NBC fired Lauer after receiving what NBC News chairman Andy Lack called a "detailed complaint" about "inappropriate sexual behavior in the workplace." He said he believes it wasn't an isolated incident, and Variety on Wednesday reported that Lauer, during his years at Today, exposed himself and sent sex toys to female staffers with suggestions of how he'd use them.
While Hoda Kotb was hastily called in as Lauer's temporary substitute, speculation turned to NBC's succession plans.
Tyndall suggests two candidates: Willie Geist, a longtime Lauer fill-in and current Sunday Today and MSNBC host; and Megyn Kelly, a much-ballyhooed import from Fox News who has hosted a companion series at 9 a.m. ET/PT since September, with underwhelming results. Other names floated range from Brian Williams, the former NBC Nightly News anchor now at MSNBC; to Weekend Today anchor Craig Melvin; Today's Carson Daly; Carl Quintanilla, a CNBC business anchor; and Kotb.
Any of them would be teamed with Lauer's co-host Savannah Guthrie, who told viewers she was "heartbroken" at the news. Guthrie has been Lauer's co-anchor since 2012, after the forced exit of Ann Curry, which many blamed on him.
CBS hasn't disclosed plans to replace Rose, 75, who had co-anchored CBS This Morning with Gayle King since 2012 but was fired Nov. 21 after accusations he'd harassed staffers. PBS also canceled his talk show.

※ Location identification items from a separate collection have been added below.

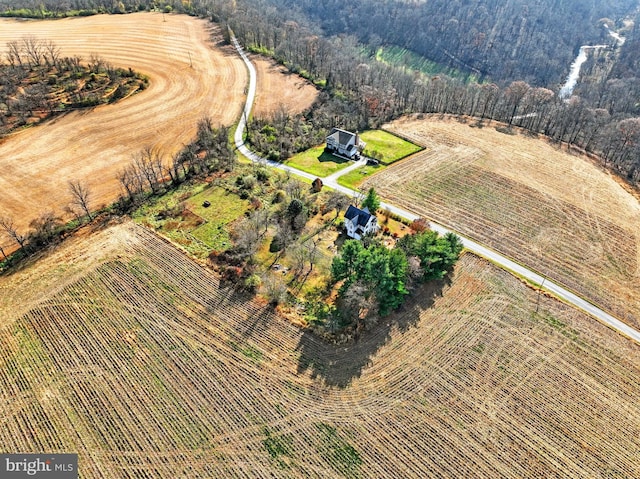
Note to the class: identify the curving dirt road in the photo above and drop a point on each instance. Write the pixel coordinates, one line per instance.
(191, 77)
(498, 259)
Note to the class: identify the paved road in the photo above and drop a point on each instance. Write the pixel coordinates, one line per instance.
(493, 256)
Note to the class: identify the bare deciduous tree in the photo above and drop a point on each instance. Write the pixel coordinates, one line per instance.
(80, 195)
(8, 225)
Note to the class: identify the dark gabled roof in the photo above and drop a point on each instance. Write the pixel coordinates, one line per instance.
(362, 215)
(341, 136)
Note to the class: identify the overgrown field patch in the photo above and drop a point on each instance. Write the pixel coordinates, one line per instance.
(144, 363)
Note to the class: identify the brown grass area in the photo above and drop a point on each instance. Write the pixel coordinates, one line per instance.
(139, 360)
(555, 212)
(278, 88)
(93, 145)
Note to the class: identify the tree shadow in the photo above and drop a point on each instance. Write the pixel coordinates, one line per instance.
(325, 156)
(338, 365)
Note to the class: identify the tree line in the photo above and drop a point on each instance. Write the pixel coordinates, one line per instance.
(36, 81)
(148, 174)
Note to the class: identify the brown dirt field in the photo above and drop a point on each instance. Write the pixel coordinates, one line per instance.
(277, 88)
(556, 212)
(127, 352)
(93, 145)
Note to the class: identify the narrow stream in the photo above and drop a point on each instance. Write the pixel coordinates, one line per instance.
(574, 74)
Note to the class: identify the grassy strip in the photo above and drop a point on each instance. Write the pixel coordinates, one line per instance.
(317, 162)
(355, 178)
(389, 147)
(397, 56)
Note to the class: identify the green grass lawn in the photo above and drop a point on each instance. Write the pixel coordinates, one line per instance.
(391, 147)
(317, 162)
(354, 178)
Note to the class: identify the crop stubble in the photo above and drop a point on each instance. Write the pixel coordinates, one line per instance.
(553, 211)
(148, 367)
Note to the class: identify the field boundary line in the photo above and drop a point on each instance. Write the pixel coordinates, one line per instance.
(498, 259)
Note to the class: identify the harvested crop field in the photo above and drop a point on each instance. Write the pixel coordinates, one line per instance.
(280, 89)
(122, 349)
(556, 212)
(93, 145)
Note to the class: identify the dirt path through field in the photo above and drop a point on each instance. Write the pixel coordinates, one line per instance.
(191, 77)
(557, 213)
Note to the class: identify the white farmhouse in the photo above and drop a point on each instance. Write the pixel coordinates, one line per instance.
(360, 222)
(345, 143)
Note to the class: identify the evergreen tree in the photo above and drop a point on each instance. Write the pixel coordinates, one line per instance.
(372, 201)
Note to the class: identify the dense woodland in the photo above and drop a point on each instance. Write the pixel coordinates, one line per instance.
(523, 51)
(36, 82)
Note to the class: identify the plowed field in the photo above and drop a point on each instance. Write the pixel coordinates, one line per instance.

Former CBS News chief Andrew Heyward, now a visiting scholar at the Massachusetts Institute of Technology Media Lab, predicts "a re-evaulation of what a television news star is," and says the Lauer and Rose scandals reflect "a very disturbing aspect of a changing of the guard" that may usher in a new era of stars minted in digital media. "The role of television anchor has been diminishing for decades," he says, and "this sort of development, while a particularly disturbing and upsetting aspect of the phenomenon, only contributes to that decline."
Adds Jonathan Klein, a former CNN chief: "Snapchat and YouTube stars command more attention from Millennials and Generation Z than anyone on network news shows."
The absence of obvious high-profile male successors simply illustrates the trend. CBS tapped a relative unknown, correspondent Jeff Glor, to helm its perpetually third-ranked evening newscast, starting next week.
The question, Tyndall says, is whether Guthrie would be able to lead Today, which has ranked behind ABC's Good Morning America (the gap was 116,000 viewers last month, and 56,000 last week) but is clinging to a lead among younger viewers. And whether a male co-anchor, traditionally thought to appeal to morning shows' largely female audience, is necessary or even desirable amid the toxic climate. But Today rakes in nearly $500 million a year in ad revenue, and is a cash cow that NBC desperately needs to protect.
While Katie Couric was Today's star anchor during Lauer's first decade on the show, Lauer took a front seat after her departure, and protected his status, Tyndall says, by "making sure the bench was thin underneath him" for male co-hosts, "which gave him more leverage in negotiating" an ever-higher salary. (Most of Today's recent hires have been women.)
That points out a "weakness of NBC management," Tyndall says, but also "shows the clout he had."